The former USC dean who is accused of paying bribes to secure millions of dollars in Los Angeles County contracts for the university pleaded not guilty Monday to federal criminal charges in the latest scandal to hit USC.
Marilyn Louise Flynn, 83, was dean of USC’s School of Social Work when she allegedly paid off Mark Ridley-Thomas, now an L.A. city councilman, when he was on the county Board of Supervisors.
Flynn, who has denied wrongdoing, entered her plea by video at a hearing before U.S. Magistrate Judge Pedro V. Castillo.
In a sign that others could be charged, Assistant U.S. Atty. Lindsey Greer Dotson told Castillo that the case against Flynn and Ridley-Thomas was part of a “very ongoing grand jury investigation.”
The 20-count indictment charges both Flynn and Ridley-Thomas with bribery, conspiracy, mail fraud and wire fraud. Prosecutors say they conspired to steer county money to the university in return for admission of Sebastian Ridley-Thomas, the councilman’s son, into the graduate school with a full-tuition scholarship and paid professorship.

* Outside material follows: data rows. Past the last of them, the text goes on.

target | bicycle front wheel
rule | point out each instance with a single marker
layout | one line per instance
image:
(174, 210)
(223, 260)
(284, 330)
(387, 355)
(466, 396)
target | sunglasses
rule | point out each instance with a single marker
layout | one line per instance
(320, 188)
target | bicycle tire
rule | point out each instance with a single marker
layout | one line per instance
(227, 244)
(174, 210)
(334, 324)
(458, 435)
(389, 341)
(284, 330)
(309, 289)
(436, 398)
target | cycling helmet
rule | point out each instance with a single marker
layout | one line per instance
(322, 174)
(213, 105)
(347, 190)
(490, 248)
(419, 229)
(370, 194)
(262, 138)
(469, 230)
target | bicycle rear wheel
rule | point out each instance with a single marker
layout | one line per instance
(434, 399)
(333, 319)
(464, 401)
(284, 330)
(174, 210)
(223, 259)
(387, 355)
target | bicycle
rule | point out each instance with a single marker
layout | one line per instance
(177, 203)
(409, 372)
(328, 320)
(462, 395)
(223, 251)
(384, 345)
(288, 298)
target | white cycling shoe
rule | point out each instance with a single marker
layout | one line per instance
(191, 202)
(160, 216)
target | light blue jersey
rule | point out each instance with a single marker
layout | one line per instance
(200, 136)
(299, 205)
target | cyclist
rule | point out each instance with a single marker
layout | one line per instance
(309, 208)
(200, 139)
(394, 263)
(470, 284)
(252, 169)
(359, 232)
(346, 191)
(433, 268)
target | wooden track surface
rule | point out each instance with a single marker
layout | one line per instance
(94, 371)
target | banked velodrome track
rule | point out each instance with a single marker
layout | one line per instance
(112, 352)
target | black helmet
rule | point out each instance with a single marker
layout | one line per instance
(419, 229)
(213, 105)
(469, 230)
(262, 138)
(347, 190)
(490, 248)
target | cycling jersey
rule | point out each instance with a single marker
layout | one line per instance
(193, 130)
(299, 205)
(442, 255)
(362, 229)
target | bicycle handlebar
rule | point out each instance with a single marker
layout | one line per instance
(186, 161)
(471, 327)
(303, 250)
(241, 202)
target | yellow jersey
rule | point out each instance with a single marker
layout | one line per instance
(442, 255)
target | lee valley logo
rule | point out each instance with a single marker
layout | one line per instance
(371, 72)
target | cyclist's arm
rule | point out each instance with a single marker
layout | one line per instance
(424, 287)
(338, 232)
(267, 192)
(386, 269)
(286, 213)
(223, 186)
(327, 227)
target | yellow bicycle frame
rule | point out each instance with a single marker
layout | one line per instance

The indictment says Mark Ridley-Thomas accepted “something of value” not just from Flynn but also from “other university officials,” who were left unnamed.
The prosecutor asked Castillo to bar Flynn from communicating with potential witnesses while she prepares for her trial. The same restriction was placed on Ridley-Thomas last week as one of the conditions set for his release from custody.
But Flynn’s attorney, Vicki I. Podberesky, said Flynn’s “social circle and support system” was composed of people from USC, so she asked that her client be allowed to speak with current and former USC employees so long as they don’t discuss the case.
Dotson, in response, said prosecutors fear possible obstruction of justice by Flynn and Ridley-Thomas. She noted that the indictment accuses Flynn of concealing some of her alleged misconduct from colleagues at the university, suggesting she could not be trusted not to discuss the case with people.
Podberesky countered that every case carries the potential for such tampering.
“I truly feel, your honor, that without any evidence of witness tampering, it’s really not necessary,” she said.
The magistrate sided with prosecutors, barring Flynn from communicating with any known witnesses or victims, but said her lawyer could eventually work out an agreement with the U.S. attorney’s office for at least some contact with people at USC.
Castillo agreed to let Flynn remain free on a $50,000 bond, but ordered her to surrender her passport and not travel outside the United States without the court’s permission.